The long, long Silk Road to South Africa

Another night of thrilling (i.e. boring) World Cup qualification for England fans to endure. It seems that my post earlier in the week, about long complicated trips to away games might have been a bit hasty. Thanks to the strike by London's tube workers, whose union had the bare-faced cheek to demand a 5% pay rise slap-bang in the middle of a global recession, Wembley was only two-thirds full. Even the god-forsaken corporate tier of the stadium looked bare in places and now the FA will have to stump up refunds for those punters who decided to take the equally grim option of watching the game on ITV.

England's win tonight means that they are a mere three points away from ensuring participation in South Africa next year, but despite their perfect qualifying record thus far, other teams have beaten England to the first berths. In fact, the Asian qualifying pools appear, at first glance, to be all but sewn-up, with Japan, South Korea and everyone's favourite Asian team, Australia, successfully filling three of the four qualifying places.
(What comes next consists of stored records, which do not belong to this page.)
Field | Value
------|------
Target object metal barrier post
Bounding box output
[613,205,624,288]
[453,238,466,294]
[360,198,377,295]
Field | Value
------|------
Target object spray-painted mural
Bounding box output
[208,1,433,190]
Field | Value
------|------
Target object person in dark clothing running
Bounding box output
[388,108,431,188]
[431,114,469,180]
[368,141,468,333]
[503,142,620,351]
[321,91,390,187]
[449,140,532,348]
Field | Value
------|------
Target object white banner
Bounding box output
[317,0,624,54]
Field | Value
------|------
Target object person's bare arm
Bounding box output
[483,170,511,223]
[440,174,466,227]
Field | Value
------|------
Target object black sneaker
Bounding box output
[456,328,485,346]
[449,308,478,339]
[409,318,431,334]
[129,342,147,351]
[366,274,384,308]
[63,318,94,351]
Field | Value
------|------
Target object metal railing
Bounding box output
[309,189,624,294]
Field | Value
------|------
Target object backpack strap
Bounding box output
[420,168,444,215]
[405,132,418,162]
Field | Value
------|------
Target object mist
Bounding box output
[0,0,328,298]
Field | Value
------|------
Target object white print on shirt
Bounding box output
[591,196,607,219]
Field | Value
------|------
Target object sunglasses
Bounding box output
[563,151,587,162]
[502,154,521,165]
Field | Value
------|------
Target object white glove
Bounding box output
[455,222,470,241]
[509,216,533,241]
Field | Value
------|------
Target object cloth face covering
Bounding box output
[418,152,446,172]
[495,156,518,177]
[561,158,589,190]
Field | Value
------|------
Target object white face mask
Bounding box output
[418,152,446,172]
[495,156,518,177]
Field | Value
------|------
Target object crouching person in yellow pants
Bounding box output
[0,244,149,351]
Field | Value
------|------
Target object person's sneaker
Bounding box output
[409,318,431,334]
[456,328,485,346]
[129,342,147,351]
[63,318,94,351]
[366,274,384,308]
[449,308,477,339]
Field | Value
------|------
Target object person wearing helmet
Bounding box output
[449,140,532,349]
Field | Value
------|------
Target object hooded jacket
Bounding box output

But digging a little deeper, there is still plenty to play for. The final automatic qualification spot will be fought over between Korea DPR, Saudi Arabia and Iran. The Iranians have recent World Cup pedigree on their side, but only a win against table topping South Korea and a draw between the other two sides would realistically see them through. That means it should be a straight shoot-out between Korea DPR and Saudi Arabia. The Koreans have a slight goal difference advantage and won the reverse fixture, but the Saudis will be playing on home soil, which I would expect will give them just enough advantage to sneak through.

Even then, it's not all over though. The team finishing third in this group will enter a two-legged play-off match against either Bahrain or Uzbekistan, who will be fighting it out for the third place spot in their group behind the Japanese and Aussies. Bahrain will be strong favourites and they'll be keen to secure their play-off spot so they can lay to rest the demons they'll still have about losing the 2006 play-off against Trinidad and Tobago.

And still it's not over, because the winner of the play-off between the two third place sides will still not have done enough to merit a place in the finals. They will then have to enter another two legged play-off, this time against Oceania group victors, New Zealand. The winners of that tie will then find themselves packing their bags for the summer tournament. Phew! And if one of Bahrain, Korea DPR or Uzbekistan makes it all the way to the finals via these play-offs, they will have played a massive 20 games in order to get there. New Zealand, on the other hand, could get there after just eight matches (including a 2-0 defeat to Fiji). Hardly seems fair.

By the way, it was great to see the likes of Greaves, Flowers, Springett and Armfield finally pick up World Cup winners medals today, having been non-playing squad members in the 1966 final. And it was great to see Greavsie back on the box, delivering a damning blow to the nation of Andorra, firstly by forgetting who England were playing against and then by declaring that the opposition were 'rubbish' and insisting that the team of '66 could step out for the second half and beat them. That kind of punditry is worthy of a medal of its own!